I have a bathroom drain that drains slow in my upstairs bathroom. It just started for no apparent reason. My first thought was there was a clog. There was debri in the trap and I cleaned that out, I also had debri in the outgoing pipe from the trap to the wall, so I cleaned that. However, it still won't drain which is why I thought it might be an air lock. When I put the plumbing back together the water runs fine as it is suppose to, but if I close the drain to the sink and allow it to fill and release the drain I get a couple of bubbles and then the sink doesn't drain. I can repeat the process of removing the trap and reinstalling it and get the same result. There is an approximately 1 inch diameter pipe that appears to be coming from my AC unit that "T"s into the sink drain tail before the trap. When I blow on the vent tube up in the attic at the AC I hear water in the A/C, but there is no way to blow air through the pipe in the direction of the sink without cutting the pipe. But before I do that, I was hoping someone can give me guidance on my situation. No repairs have been done to plumbing in the last two years. Thanks in advance


----------



## TheEplumber (Jul 20, 2010)

Clean the trip lever assembly inside the sink tailpiece. To do this you'll need to disconnect the linkage and remove the lever rod from the stopper. 
Or buy one of these for a couple bucks. I use one at least oce a year-- http://www.menards.com/main/plumbin...55CF980C90DAB15B.eklka-prodapp5-external-mcom
You can get them at Wallmart or most hardware stores


----------



## Jrosm (Apr 17, 2016)

Thank you for your reply, I tried your suggestion but no joy. I'm thinking there is a clog further down the line, since with time and the drain stop removed the wayer does actually back up. I didn't catch this earlier b/c I did not run it long enough. I will snake from the wall and see if I have success. Thanks again for your suggestion.


----------



## srloren (Jun 8, 2015)

You need to purchase a small 1/4" or 3/16" hand snake from Home Depot and disassemble the trap and if possible remove the trap arm so that you know that the snake goes down the drain instead of up the vent.
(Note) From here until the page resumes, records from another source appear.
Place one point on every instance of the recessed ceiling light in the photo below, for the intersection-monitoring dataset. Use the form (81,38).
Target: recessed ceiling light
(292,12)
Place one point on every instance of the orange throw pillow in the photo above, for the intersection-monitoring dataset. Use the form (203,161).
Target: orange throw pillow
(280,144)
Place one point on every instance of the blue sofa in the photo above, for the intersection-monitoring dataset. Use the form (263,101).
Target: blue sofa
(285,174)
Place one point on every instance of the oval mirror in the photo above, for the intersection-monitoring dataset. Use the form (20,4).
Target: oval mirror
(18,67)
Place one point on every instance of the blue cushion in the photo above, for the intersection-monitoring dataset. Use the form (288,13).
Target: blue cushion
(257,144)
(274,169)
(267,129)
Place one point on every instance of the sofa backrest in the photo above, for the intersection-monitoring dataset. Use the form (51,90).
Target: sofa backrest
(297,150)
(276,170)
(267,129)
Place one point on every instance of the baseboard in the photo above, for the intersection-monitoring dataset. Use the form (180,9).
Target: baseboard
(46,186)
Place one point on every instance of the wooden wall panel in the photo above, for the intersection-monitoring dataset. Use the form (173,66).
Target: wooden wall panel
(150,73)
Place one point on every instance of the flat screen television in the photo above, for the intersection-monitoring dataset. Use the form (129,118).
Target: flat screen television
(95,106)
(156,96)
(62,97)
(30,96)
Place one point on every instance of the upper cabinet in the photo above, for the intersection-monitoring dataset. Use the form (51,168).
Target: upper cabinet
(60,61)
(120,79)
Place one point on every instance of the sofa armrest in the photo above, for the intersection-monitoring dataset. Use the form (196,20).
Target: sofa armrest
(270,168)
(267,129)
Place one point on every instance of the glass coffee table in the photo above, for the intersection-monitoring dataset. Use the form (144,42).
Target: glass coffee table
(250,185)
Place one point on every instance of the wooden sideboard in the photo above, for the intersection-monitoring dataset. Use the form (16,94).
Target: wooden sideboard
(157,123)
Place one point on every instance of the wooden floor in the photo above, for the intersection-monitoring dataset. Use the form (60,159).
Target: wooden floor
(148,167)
Also run the plastic barbed cleaner down the over flow to be sure it is clear. The other thing you might check is the vent through the roof to make sure it is not blocked from bird poo or possibly even a nest that would prevent the air from entering the vent. That would cause bubbling too. You have received good advice above and as always, hair is the most frequent culprit in these smaller drains in the bathroom. Good luck


----------